Annie shed her shoes and stockings and scaled the ladder. On the platform, she closed her eyes and put out her hands. And then she was screaming and laughing far above the net, his arm around her waist like the surest harness.
It was during lunch period that Mary Lou saw Annie standing by the chain-link fence that guarded the middle school’s muddy running track. Her battered, butter-plaid suitcase was at her feet. She’d stopped wearing her hair in pigtails, and now it ranged about her shoulders like kudzu, untamed, uncontainable.

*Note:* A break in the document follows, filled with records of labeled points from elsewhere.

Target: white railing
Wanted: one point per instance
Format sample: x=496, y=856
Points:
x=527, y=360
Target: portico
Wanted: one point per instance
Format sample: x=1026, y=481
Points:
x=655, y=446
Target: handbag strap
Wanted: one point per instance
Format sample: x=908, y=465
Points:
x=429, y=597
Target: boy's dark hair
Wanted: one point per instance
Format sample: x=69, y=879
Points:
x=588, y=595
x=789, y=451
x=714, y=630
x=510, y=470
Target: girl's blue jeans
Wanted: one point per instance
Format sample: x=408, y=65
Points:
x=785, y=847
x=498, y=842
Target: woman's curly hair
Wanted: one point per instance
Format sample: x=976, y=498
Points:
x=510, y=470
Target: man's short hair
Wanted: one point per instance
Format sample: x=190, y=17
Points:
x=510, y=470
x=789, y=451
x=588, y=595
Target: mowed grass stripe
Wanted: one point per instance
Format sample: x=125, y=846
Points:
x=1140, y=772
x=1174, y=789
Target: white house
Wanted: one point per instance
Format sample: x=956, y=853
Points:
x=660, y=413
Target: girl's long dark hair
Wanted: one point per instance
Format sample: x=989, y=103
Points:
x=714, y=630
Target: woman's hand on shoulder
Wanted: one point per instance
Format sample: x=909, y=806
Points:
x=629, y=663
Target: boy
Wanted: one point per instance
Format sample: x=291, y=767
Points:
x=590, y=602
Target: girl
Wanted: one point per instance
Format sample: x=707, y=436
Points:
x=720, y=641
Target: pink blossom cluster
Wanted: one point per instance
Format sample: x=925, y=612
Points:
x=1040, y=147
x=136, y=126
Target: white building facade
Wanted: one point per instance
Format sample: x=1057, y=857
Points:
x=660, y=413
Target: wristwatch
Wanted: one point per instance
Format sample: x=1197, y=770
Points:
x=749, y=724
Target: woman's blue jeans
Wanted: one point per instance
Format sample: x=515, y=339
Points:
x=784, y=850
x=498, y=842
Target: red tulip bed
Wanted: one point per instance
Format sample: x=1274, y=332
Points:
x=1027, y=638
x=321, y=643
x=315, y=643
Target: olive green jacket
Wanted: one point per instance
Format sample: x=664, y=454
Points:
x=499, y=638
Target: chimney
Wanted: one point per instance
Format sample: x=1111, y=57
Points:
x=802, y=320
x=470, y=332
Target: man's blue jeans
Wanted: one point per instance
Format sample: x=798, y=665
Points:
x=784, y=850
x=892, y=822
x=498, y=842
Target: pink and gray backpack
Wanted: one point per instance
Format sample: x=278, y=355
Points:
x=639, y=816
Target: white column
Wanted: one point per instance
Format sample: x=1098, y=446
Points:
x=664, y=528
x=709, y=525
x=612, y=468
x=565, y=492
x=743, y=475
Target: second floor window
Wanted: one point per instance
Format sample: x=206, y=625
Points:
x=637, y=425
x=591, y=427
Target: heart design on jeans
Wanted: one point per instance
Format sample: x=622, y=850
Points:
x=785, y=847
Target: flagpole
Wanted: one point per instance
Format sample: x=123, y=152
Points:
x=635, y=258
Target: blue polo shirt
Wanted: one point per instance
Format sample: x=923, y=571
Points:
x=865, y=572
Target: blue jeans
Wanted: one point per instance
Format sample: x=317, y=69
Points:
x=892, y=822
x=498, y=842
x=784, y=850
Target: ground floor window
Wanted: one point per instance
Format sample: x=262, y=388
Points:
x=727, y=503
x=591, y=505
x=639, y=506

“I can’t live in a cage,” she told Mary Lou without tears. “I’m leaving with the circus.” Jacques-Paul leaned against the hood of a beat-up blue Impala playing with a yo-yo.
Mary Lou wanted to ask her sister about the plans they’d made, about being pirate queens who played by their own rules. “What will you do?” she asked instead.
“I’ll see the world’s biggest ball of yarn and play my mandolin outside diners. We’re going to take pictures at the Dinosaur Pit. Jacques-Paul’s going to teach me to be an acrobat. He says I can do it. I think he might be a little wild, like us.”